Damages for which a subcontractor could find itself liable include extended GC overhead costs, cost of the GC’s skeleton crew, the cost of ongoing rentals, costs of non-cancellable orders, government-imposed fines, and liquidated damages.  These costs alone can run to tens of thousands of dollars a day, on top of which the offending subcontractor may face lawsuits from the other thirty or forty subcontractors whose livelihood has been affected by the shutdown. Such numbers will quickly exceed a company’s ability to pay, and it would be best to review the CGL policy as soon as possible.

Insurance coverage for the cost?

The Insurance Information Institute notes that a standard CGL policy includes “disease” under its definition of “bodily injury.”  Absent any coverages-altering endorsements, an insured is probably covered if it accidentally helps to spread a disease. Watch for mold and pollution exclusions that may preclude coverage.  In one such exclusion precluding coverage for microbes in or on the building (think Legionnaires disease), there is an exception for microbes that were transmitted directly from person to person, which is believed to be the most common method of COVID-19 transmission.
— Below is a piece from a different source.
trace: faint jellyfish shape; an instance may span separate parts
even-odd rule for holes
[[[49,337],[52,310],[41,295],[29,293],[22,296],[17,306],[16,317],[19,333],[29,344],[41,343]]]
Whether a CGL policy covers the costs of an insured’s negligent conduct that caused the project to be locked down is an open question at this time, and relief from an insurance carrier would be many months away


Despite the huge impact that a job lockdown would have on the owner, the contractor and its subcontractors, there are no published measures in place for re-opening a project once compliance is re-established.  The Coral Gables regulations that state a jobsite will be closed “until further notice” runs the risk of being unconstitutionally vague and of being a punishment that is disproportionate to the “crime.” The same holds true for project lockdowns in Miami-Dade County, where enforcement is based solely on the social distancing requirement in Emergency Order 13-20.  Can a site be locked down if workers are too close together on their way into the jobsite? How many non-compliant workers are needed to shut down a whole job? How long must the workers be violating the distancing requirements to be deemed non-compliant: thirty seconds? one minute? five minutes? The regulations as written leave arguably too much discretion in the hands of the enforcing authorities, but such arguments can be avoided entirely by strictly enforcing the regulations recommended by the Joint Construction Industry Commitment mentioned above.

We are seeing every day that mitigation of the pandemic’s effects requires fast and decisive action that is often ad hoc and less than fully thought out, and it is likely that many of the emergency orders would not stand legal scrutiny.  However, their implementation has been deemed essential by sincere and hard-working officials faced with something utterly novel and unprecedented and, in the case of construction sites, work has been allowed to continue relatively unabated.  That said, owners and contractors affected by an imposed lockdown should be lobbying their local officials with a proposed set of guidelines to permit re-opening locked down jobsites, perhaps as follows:

The contractor, if it hasn’t already done so, prepares a detailed set of protocols for COVID-19 mitigation, that includes consequences for employees’ and subcontractors’ non-compliance, and has all employees and subcontractors sign off on it;

The offending subcontractor prepares a detailed set of protocols for COVID-19 mitigation, that includes consequences for non-compliance, and has all employees sign off on it.

Contractor deep cleans, in accordance with CDC requirements, the area or areas where the non-compliance took place.

The contractor agrees to permit more frequent site inspections for a period of [xx] weeks to verify compliance.

As long as the municipal authorities allow construction to continue, a contractor and its subcontractors ought not to be punished “until further notice” by the actions of a handful of non-compliant workers.